2. The scale you get from chef is bigger than managing production infrastructure. We now use chef for not only production deployment, but also dev. Once paired with Vagrant, we are able to get new devs up with a complete stack in about 10m of keyboard time. If we need to upgrade to some new version of something, only one person has to deal with the sysadmin; everyone else can just update their box.
3. I think it will save money in the long-term. A good sysadmin is $100/hr+. Unfortunately you have to pay that rate whether they're doing architecture, security review, or just editing text files. With chef, a non-sysadmin resource can generate recipes with just architectural advice and review from a sysadmin. This is much more efficient, especially for small shops where a sysadmin is an expensive and not immediately available resource.
(We recently hired a sysadmin "+").
I interviewed several sysadmins over the years and no one that I deemed competent charged less than $100/hour.
I did find people charging as low as $50/hour but they didn't seem that great, or that reliable, or that available.
For me as well, you pretty much need to trust your sysadmin more than almost anyone else in your company (except people that can sign checks).
Trust comes at a premium.
I will yield that I don't like working with substandard people. I hate having to manage people and am willing to pay a premium for people I trust to work on the right things with the right skills in a timely manner. Besides, it doesn't scale. One of my business goals is to never have middle management.
I'm not looking to argue so much as to inject some more data into the price point that was casually dropped on this thread earlier. I do not think the other guy overpaid for sysadmin; if he's got an amazing admin, great! I can see paying a premium for that.
Another point I'd like to raise is, if you're paying $100k/hr for sysadmin, and using them frequently, contracting instead of fulltiming sysadmin might be penny-wise-pound-foolish. But maybe not, if you're only paying $10,000/yr in sysadmin. We've used over 100 hours of admin in just the last couple weeks. A great hire; one we made "37signals-style", after realizing that doing all the sysadmin chores ourselves was subtly making us all miserable and ineffective.
Believe me, I know the difference between contracting rates and salary. ;)
I am not an experienced sysadmin, but when I feel like I could do a better job than the person I'm interviewing, I consider that substandard.
You could hire someone full time for about $120K a year but then with benefits and employer taxes it will end up being closer to $150K a year anyway.
Are you sure we're talking about "system administrator" and not a more specialized role like "devops"? I know to us nerds those are basically the same thing, but they really aren't.
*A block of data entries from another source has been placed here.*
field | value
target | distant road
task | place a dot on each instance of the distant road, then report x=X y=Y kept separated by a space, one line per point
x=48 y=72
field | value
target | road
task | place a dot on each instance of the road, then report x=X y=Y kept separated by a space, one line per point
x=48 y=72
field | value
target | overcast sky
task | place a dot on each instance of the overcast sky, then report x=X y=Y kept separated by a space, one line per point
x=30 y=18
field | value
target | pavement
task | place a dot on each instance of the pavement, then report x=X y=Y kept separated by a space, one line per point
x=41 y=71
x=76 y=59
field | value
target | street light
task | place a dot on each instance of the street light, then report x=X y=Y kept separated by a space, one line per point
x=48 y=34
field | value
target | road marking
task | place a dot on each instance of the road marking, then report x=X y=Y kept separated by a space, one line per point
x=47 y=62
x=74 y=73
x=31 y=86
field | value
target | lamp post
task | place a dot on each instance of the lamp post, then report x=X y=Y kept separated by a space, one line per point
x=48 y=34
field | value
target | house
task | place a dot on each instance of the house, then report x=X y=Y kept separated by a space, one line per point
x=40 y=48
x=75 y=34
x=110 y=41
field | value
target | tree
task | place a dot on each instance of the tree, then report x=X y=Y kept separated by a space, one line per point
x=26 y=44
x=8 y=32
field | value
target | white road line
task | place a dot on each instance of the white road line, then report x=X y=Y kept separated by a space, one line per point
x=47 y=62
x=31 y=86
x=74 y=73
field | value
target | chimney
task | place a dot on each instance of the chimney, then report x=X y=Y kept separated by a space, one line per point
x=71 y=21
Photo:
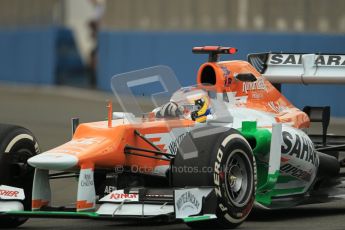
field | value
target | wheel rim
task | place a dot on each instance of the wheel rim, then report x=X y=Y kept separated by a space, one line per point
x=238 y=178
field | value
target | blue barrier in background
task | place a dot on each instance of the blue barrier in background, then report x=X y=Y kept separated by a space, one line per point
x=125 y=51
x=38 y=55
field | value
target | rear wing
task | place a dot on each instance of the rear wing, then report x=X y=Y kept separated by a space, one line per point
x=300 y=68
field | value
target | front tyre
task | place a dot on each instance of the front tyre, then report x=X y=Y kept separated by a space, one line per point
x=234 y=179
x=17 y=145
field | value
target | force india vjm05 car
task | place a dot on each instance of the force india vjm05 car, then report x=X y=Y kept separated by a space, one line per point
x=206 y=157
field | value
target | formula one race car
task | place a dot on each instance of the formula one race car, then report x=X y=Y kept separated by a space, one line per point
x=206 y=156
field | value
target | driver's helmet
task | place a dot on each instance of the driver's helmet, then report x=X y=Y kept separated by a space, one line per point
x=195 y=103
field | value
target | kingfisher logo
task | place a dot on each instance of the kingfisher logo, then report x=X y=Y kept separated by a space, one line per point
x=8 y=193
x=187 y=200
x=118 y=196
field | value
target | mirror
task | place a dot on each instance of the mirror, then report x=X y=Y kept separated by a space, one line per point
x=246 y=77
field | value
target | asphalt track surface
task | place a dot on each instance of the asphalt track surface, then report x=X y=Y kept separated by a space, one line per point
x=47 y=113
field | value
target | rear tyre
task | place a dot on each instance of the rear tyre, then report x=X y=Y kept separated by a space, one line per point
x=234 y=179
x=17 y=145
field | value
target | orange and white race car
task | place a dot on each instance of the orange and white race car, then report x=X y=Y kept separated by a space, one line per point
x=206 y=156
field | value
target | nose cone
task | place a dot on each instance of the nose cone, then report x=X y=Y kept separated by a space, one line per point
x=53 y=161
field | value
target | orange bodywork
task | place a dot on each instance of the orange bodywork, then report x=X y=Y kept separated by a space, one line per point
x=260 y=95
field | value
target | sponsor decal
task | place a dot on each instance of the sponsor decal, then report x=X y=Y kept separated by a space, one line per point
x=296 y=172
x=276 y=106
x=173 y=146
x=11 y=193
x=299 y=146
x=296 y=59
x=259 y=84
x=226 y=75
x=124 y=196
x=8 y=193
x=86 y=141
x=187 y=200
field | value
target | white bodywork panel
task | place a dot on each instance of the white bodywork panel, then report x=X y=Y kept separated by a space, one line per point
x=41 y=187
x=305 y=69
x=188 y=202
If you're doing sysadmin for the primary purpose of deploying and maintaining boxes designed to run one proprietary application, you might be a devops person, and not a sysadmin.
Again, this might be a valley thing. I've got a bunch of friends who have complained how hard it is to get sysadmin in SFBA. Just know, if that's the case, the dropoff in salary outside the valley is waaaaaaaaaay sharper than it is for dev, which is pretty much just COLA adjusted from place to place.
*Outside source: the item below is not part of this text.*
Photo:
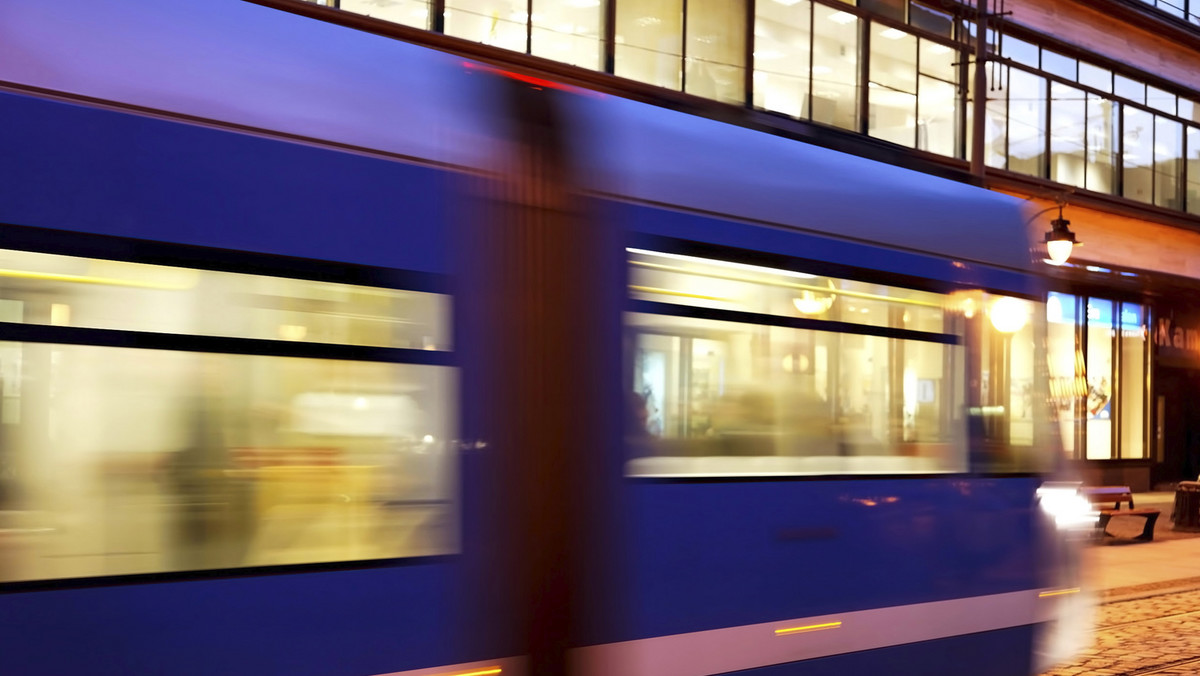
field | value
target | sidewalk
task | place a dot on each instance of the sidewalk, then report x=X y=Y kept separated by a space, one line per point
x=1120 y=569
(We staff offices in Manhattan, Chicago, and Mountain View, for what it's worth).
It's probably wrong from a larger perspective to lump the two together, but for me sysadmin as a role has been supplanted with devops. If you are a sysadmin that doesn't want to automate away their work via devops, you are not doing it right.
More importantly though, bill rates and capability do not track each other. Bill rates track risk. There is a lot of amazing- but- unproven systems talent out there, and there are some very expensive pikers on the market too. Generally I would agree that the more you pay, the less likely you are to have to fire 3 months later.
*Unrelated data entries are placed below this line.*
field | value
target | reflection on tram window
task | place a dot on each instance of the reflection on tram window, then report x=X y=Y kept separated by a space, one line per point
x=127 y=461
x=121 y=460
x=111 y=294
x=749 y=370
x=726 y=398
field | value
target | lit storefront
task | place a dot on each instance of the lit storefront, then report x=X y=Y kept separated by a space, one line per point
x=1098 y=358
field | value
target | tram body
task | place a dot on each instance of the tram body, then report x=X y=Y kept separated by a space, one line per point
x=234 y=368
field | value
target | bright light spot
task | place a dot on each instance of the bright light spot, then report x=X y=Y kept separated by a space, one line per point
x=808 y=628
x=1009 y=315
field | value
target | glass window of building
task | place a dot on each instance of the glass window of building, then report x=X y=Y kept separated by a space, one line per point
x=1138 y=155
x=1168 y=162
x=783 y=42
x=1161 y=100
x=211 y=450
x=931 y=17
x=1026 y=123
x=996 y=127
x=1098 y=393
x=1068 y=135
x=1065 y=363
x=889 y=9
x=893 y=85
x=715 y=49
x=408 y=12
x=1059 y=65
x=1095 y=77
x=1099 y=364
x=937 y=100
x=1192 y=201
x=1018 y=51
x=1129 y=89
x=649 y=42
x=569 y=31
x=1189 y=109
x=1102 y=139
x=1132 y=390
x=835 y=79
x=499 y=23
It helps a lot to be able to do the job yourself, soup-to-nuts, so that you'll have a better shot at screening candidates.
I am absolutely confident that there's some role/vertical definition you can come up with where sysadmins are making $100k in the door. But I think you're discounting most of the market for sysadmins, just like the people on the other current HN sysadmin thread who all seem to believe that sysadmins also optimize SQL queries, fix C code, and teach systems programming to stupid developers.
Although it's very new, I think I'll try out juju.ubuntu.com for my next large deployment instead of sticking with chef or puppet, if only for the flexibility of the hooks-in-any-language thing and a chance to feed my bash fetish.
2-3 months is a long time.
We consistently hear 2-6 weeks to get to full production, with 30-120 minutes for some proof of concept work.
And one of the great things about Puppet is you can start very small - automate the parts that are hardest, most critical, etc., and do bits manually as it makes sense for your problem set.
And yeah, managing dev and prod the same way is absolutely critical for clean deployments.
I don't know what you mean by "execute receipts" however in the video they kick off a puppet run, which makes me think you could similarly kick off a chef run instead.
btw, I am copying your method of managing dotfiles with a Rakefile as we speak.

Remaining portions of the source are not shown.